The three platforms that were asked to answer detailed questions about their operations. They will need to provide the following, as well as other information:
- A list of all customers or accounts in New York with a spreadsheet containing all connections from New York.
- Details on loan and interest payment products such as rates, fees and collateral requirements.
- Information on how assets are held, including third parties involved.
- Complete information on all transactions with stablecoin Tether (USDT), including any deal with Tether and a list of users who have used USDT.
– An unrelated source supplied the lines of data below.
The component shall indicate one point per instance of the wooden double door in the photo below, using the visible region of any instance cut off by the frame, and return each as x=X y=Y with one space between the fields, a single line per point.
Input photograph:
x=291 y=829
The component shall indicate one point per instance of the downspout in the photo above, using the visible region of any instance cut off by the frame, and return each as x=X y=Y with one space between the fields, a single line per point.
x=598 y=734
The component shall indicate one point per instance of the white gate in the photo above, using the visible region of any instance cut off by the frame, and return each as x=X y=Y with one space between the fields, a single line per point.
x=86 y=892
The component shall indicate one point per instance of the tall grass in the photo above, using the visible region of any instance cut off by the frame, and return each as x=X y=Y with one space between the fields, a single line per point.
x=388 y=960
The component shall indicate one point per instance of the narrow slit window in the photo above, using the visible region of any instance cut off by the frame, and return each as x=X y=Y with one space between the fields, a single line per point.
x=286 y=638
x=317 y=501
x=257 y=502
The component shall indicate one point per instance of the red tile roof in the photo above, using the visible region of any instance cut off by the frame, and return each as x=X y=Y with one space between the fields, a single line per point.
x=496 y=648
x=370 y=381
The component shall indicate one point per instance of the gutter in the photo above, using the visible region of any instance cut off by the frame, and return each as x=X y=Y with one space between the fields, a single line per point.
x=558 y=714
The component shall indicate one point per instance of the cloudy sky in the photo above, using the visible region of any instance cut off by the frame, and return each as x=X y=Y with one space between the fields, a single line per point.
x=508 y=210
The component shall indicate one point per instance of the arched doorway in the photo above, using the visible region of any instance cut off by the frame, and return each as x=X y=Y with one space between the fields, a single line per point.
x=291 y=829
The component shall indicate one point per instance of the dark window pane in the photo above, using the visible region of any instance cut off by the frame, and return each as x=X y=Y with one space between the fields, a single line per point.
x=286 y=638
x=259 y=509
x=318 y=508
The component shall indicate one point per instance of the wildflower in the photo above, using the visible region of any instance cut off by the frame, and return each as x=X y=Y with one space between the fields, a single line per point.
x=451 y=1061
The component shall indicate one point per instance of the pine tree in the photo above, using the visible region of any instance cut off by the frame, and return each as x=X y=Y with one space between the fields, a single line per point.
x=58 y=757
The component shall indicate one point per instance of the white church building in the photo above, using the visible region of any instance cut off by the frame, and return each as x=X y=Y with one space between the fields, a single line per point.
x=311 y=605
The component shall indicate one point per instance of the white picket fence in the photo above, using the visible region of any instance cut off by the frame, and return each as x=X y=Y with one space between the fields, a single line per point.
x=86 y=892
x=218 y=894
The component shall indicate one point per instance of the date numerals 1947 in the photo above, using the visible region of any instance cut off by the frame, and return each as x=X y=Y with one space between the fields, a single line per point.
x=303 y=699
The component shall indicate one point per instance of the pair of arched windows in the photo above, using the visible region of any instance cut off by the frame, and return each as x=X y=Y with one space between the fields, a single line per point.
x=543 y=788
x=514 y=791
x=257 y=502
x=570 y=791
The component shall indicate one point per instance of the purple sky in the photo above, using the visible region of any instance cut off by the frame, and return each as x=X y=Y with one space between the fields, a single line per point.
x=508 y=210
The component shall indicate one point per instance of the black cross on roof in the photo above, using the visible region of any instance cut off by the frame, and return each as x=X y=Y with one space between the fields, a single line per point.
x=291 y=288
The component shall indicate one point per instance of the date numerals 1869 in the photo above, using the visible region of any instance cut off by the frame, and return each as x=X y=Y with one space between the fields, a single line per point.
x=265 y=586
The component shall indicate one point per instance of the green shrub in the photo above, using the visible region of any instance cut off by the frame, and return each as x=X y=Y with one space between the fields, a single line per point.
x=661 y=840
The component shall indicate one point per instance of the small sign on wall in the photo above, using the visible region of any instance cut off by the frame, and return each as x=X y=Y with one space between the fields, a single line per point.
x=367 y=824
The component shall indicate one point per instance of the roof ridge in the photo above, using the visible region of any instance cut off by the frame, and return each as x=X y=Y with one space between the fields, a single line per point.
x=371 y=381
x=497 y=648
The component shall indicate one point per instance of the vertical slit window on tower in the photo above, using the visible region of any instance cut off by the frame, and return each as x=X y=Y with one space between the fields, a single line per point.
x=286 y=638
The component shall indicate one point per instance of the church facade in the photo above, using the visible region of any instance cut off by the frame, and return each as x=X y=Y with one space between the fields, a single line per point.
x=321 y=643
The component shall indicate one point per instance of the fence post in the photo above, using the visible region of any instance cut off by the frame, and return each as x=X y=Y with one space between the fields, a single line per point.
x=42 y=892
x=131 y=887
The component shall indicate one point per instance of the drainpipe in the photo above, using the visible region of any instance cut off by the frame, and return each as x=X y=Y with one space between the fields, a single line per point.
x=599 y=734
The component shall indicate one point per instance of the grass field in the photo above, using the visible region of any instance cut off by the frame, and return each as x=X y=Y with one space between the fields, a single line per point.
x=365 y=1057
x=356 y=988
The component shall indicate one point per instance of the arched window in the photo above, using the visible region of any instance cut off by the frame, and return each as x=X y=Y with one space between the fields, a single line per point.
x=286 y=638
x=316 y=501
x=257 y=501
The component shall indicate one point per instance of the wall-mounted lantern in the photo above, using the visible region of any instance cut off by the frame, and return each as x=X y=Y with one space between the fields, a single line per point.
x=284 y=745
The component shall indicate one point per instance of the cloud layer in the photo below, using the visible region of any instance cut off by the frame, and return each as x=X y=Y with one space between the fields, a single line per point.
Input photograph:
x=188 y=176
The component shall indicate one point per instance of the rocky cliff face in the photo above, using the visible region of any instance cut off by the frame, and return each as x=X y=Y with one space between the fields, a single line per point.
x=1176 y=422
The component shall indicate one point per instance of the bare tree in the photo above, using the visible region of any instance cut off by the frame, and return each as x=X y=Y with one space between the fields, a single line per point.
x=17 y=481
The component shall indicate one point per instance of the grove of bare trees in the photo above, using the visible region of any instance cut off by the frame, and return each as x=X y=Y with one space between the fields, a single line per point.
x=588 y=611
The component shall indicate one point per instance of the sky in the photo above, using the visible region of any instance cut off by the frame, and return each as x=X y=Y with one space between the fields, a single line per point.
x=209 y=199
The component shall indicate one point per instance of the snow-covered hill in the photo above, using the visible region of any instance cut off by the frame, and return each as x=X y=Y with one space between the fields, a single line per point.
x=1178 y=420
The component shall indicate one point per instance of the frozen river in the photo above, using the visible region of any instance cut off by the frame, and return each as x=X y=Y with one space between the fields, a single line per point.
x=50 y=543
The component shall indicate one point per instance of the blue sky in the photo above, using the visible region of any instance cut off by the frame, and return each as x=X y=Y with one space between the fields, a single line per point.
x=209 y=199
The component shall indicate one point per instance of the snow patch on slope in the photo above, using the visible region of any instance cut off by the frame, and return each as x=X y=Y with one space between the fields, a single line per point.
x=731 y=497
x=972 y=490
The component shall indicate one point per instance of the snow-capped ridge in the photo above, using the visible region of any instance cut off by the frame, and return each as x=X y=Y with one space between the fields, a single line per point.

The questions show that New York officials want to understand whether these platforms have exposed residents of the state to unauthorized products.
Questions about interactions with Tether are also worth noting. Stablecoins are cryptocurrencies whose value is tied to a traditional commodity, such as the US dollar. Fiat-backed stablecoins like Tether are said to be supported 1: 1 by non-crypto reserves. This way, if a lot of people want to withdraw their USDT at the same time, they will be able to do so. The concern is that this is not the case for Tether.
In February, New York banned the famous stablecoin following an investigation which showed Tether had not always been fully backed by US dollars. Additionally, federal lawmakers are currently deciding how to regulate stablecoins and whether they pose a threat to the broader financial system.
What cryptocurrency investors need to know
It is important to read the terms and conditions before depositing any money on any of these lending platforms. Make sure you understand what will happen to your funds if the exchange is forced to stop serving. High interest rates are attractive, but you may find that your money is not as secure as it would be with a traditional bank.
Investors would also be well advised to avoid platforms that are not licensed to operate in their state. Some people use VPNs to access exchanges that would otherwise be restricted. As tempting as it may be when you want to access a better savings interest rate or buy a specific coin, it comes with significant risk.
If your state steps up its regulatory oversight like New York has done, you may find that your holdings have been frozen. Or worse, the platform can be completely closed. Even if that doesn’t happen, if you’re having trouble with a service that you shouldn’t have used, you’re unlikely to get much help from the local authorities. Crypto investing is risky enough without coloring outside the lines.
Finally, given that Tether’s practices are criticized from all quarters, it would be prudent for investors who hold USDT – in New York and elsewhere – to switch their assets to another currency. There are several alternative stablecoins that do not have question marks about their trading activities and are much less risky.